Model Comparison and Results
Figures 1 and 2, FIGURE 2 compare the predicted number of deaths from lung cancer in women and prostate cancer in men obtained from the two statistical methods, PF and SSM, without any subjective selection of the most plausible estimate from PF. In Figure 1A, we used the data on observed number of female lung cancer deaths 1969 to 1994 to fit the two models, and we extrapolated one-, two-, and three-year-ahead projections for 1995, 1996, and 1997. Both models fit the observed data (1969 to 1994) very well. However, the predictions from the SSM model for 1995 to 1997 are closer to the observed data than are the predictions from the PF. Furthermore, as expected, the predictions from both models veer further away from the observed as time progresses. Because we did not want our validation to depend entirely on what was happening in any particular calendar year, the analysis was repeated for subsequent years. In Figure 1B, we used observed data 1969 to 1995 to extrapolate mortality numbers for 1996, 1997, and 1998, and in Figure 1C we used observed data from 1969 to 1996 to extrapolate mortality numbers for 1997, 1998, and 1999. Finally, Figure 1D shows how the actual projections would occur in practice, projecting out to the future where we currently have no data to validate the results. This panel uses the most recent available data (1969 to 2000) at the time this report was written and projects through 2003. Data from 1969 to 2001 are used in CFF 2004 to project through 2004.
Figures 2A to D illustrate the comparison of the SSM and PF models for prostate cancer. Before 1990, the SSM fits are more erratic than are those from PF, because of sensitivity to random error. However, after 1990, the projections from the SSM model are much closer to the observed values than are those from the PF method.
Table 1 compares the projected mortality counts for 1999, based on three methods (PF, CFF, and SSM) with the observed counts for eight cancer sites each in men and women. All the methods use observed data through 1969 and project to 1999 using three-year-ahead projections. Among the 16 sex-specific and site-specific projections, the SSM-generated projections were closer to the observed for nine sites, CFF-generated projections for five sites, and PF-generated projection for one site (PF and SSM were tied for one site).
Figures 3 and 4 compare the predictions from the PF, CFF, and SSM models for the years 1995 to 1999 for selected cancer sites using data up to three years before the prediction year. To make these figures comparable, although on different scales, the vertical axes are all drawn approximately ±25% from the average observed values. On this relative scale, the SSM follows the observed trend closer than do the other methods for male and female lung cancer, female breast cancer, male colorectal cancer, and prostate cancer.
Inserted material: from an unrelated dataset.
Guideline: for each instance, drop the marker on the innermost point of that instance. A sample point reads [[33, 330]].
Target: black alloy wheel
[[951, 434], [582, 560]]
The best prediction overall is for colorectal cancer, followed by lung, breast, and prostate. Note that the PF and CFF methods in female colorectal cancer consistently underestimate whereas the SSM estimates bounce over and under the observed values. The extra variability of the SSM model in female colorectal cancer is a reflection of variation in past observations.
Table 2 shows a similar comparison for all cancer sites combined. The SSM model gives better predictions compared with both the PF and CFF methods for the years 1997 to 1999.
Using the squared deviation as the measure of error between the observed and predicted death counts, we compared the accuracy of the PF, CFF, and SSM methods. These quantities are non-negative and become larger with increased discrepancy, giving a proportionally greater penalty to larger discrepancies. We believe that this measure of deviation is appropriate because a large error seems more serious than several smaller ones. We calculated squared deviations of PF, CFF, and SSM from the corresponding observed values for each of the three-year predictions for the years 1997, 1998, and 1999 for the comprehensive set of cancer sites reported in Cancer Facts & Figures. The three-year predictions use data from 1969 until 1994, 1995, and 1996, respectively (with the exception of CFF, which uses data only from 1979). Then, for a particular site, the deviations so obtained are averaged for the three years. Table 3 shows the results for selected cancer site and sex combinations. In general, the average squared deviations for SSM are smaller than those for the PF and CFF methods.
Table 4 shows a summary of how the methods perform for a three-year period. The entries in the table are the squared deviations averaged over the comprehensive set of cancer sites reported in Cancer Facts & Figures.
In addition, to determine whether one method is better depending on the rarity of cancer deaths, we grouped all the sites into four categories according to the number of observed deaths in 1999. We averaged the squared deviations over all the cancers in a certain group for the years 1997 to 1999. Table 5 shows the results. In general, SSM performs better regardless of the rarity of the cancer.
Finally, Table 6 shows summary statistics for the comparison of the PF, CFF, and SSM methods when applied to the state-level data. The predicted values were adjusted so that the sum of the state predictions matches the corresponding national prediction. For each of the cancer sites listed, we averaged the squared deviations over all 50 states and the District of Columbia for the years 1997 to 1999.
Table 6 shows that the PF method performs better than the SSM at the state level (which in turn performs better than the CFF method), although the improvement is slight in most cases.